Une coopérative réunit déjà une vingtaine d’agriculteurs qui ont décidé de se lancer dans la production d’asclépiades, principalement en Mauricie, dans le Bas-Saint-Laurent et en Estrie. Deux usines pour le traitement primaire et secondaire devraient être construites en 2015, dont une à Granby et une autre en Mauricie.

Pour François Simard, les défis étaient tels au départ que pouvoir être hébergé les premières années au CITIG a représenté une chance décisive. «Au début, je ne savais pas ce que cette aventure allait donner au final. Ça aurait été trop effrayant de louer un grand espace industriel. Il nous fallait plutôt de petits locaux avec des services administratifs peu coûteux », se souvient le chef d’entreprise. Aujourd’hui, il loue deux espaces totalisant 6300 pi2.

Prêt pour l’envol

Outre certaines facilités offertes, c’est l’accompagnement proposé qui a convaincu François Simard. «J’ai eu accès à un mini conseil d’administration formé de trois personnes spécialisées pour répondre aux problématiques de mon domaine d’activité : un spécialiste en agriculture, un en commercialisation et un ex-dirigeant qui avait créé plusieurs entreprises.» Des experts auxquels il a pu soumettre ses problématiques et qui lui ont donné des conseils avisés durant trois ans.

Avec ses dix employés, Protec-Style prévoit sortir du CITIG l’automne prochain. François Simard ne redoute pas la transition et est même impatient : «Nous sommes en préproduction et nous avons des investissements à effectuer mais on attend pour cela d’être dans nos propres locaux», explique le chef d’entreprise.

Seul bémol pour François Simard : la croissance rapide de son entreprise s’est heurtée rapidement aux limites des locaux proposés. Le chef d’entreprise a même dû dépenser 60 000 $ pour les adapter à ses besoins d’accueil de personnel mais aussi d’accès à l’électricité pour ses machines.

Ce sont des dépenses incontournables car il n’avait pas le temps ni les moyens de déménager à ce moment-là mais elles sont à perte puisque les locaux ne lui appartiennent pas.

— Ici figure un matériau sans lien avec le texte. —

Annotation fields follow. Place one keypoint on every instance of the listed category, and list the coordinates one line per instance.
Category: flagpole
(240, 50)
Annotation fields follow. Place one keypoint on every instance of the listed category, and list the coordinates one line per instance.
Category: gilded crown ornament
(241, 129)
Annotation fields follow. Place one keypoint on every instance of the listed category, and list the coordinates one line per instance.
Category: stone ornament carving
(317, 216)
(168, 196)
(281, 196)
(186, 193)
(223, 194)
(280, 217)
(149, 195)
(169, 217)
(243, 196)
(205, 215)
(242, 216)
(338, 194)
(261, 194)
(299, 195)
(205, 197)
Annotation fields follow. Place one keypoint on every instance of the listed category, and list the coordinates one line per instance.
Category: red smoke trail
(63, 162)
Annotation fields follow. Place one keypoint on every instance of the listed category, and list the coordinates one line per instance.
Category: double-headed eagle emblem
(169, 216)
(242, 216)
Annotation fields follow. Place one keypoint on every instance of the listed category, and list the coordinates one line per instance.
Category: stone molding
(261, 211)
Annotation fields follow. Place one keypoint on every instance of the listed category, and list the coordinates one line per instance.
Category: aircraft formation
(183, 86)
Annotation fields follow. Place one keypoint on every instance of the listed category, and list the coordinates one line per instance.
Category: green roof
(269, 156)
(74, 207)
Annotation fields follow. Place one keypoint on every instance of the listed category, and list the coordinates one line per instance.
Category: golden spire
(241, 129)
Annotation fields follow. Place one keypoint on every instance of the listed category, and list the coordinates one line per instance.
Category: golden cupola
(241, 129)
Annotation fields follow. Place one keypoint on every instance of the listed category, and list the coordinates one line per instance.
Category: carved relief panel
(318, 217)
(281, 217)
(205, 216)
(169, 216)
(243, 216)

Maintenant qu’il est bien installé, François Simard serait bien resté au CITIG. «On devrait permettre aux entreprises installées de rester avec des baux à long terme. Le déménagement, ça prend de l’énergie alors qu’on a d’autres choses à faire et pendant les trois ans de présence, on hésite toujours avant de faire des aménagements sachant qu’on ne va pas rester sur place».

Toutefois, l’expérience reste positive pour François Simard, qui considère que les incubateurs sont «un bon catalyseur d’entreprise en incitant les gens à se lancer en affaires».